Fikir çalmak diye de bir konu var. “Selamünaleyküm hocam. Benim iş kurmak için bir fikrim vardı. Masraflı olduğu için kuramadım. Bir arkadaş bu fikri sahiplendi, ya gel benimle çalış ya hakkını helal et, dedi. Bu bir hak yeme değil midir, hocam?” diye soruyor biri. Hoca da “Yok, değildir…” diye yanıtlıyor ama adamcağızın fikrini bal gibi çalmışlar işte.
İntihal (başka yapıttan aşırma) de bir hırsızlık türü. Binbir ünlü hakkında intihal suçlaması var. Orhan Pamuk’un Beyaz Kale romanında intihal yaptığını yazan Murat Bardakçı’nın bu tespitinin de başka birinden intihal olduğu iddia edilmiş.
Rol çalmak diye de bir “çalma” türü var. Arda Turan bir zaman önce, "Türk ekonomisi çok iyi. Dolarda biraz dalgalanma var. Faizlerin düşmesi gerektiğini düşünüyorum." diyerek hükûmetten rol çalmıştı. Biz de muhalefetten rol çalıp soralım: “Kemal Bey, sözlü sınavları kaldıracağız, demiştiniz.
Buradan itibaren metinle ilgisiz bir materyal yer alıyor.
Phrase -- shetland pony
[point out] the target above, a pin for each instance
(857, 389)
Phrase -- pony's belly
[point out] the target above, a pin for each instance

Ne oldu o iş?..”
Enflasyon ve zamlar da bir tür “çalma” mıdır hocam?.. Değildir efendim. Bir küçük benzerlik sadece. Akşam yatarken cebinizde iki ekmek alacak paranız vardır, sabah kalkıp bakarsınız ki bir ekmeklik paracığınız kalmıştır. Öyle yani…
Sanırım, çalmanın en kabul edilir türü, “felekten çalma”dır. Bodrum'a, Alaçatı'ya, Bozcaada’ya, Makepeace Adası'na filan gitmeyi düşünmüyorsanız bir aylık maaşınızı verip felekten birkaç gün çalabilirsiniz. Helalinden. Yanınıza kâr kalır…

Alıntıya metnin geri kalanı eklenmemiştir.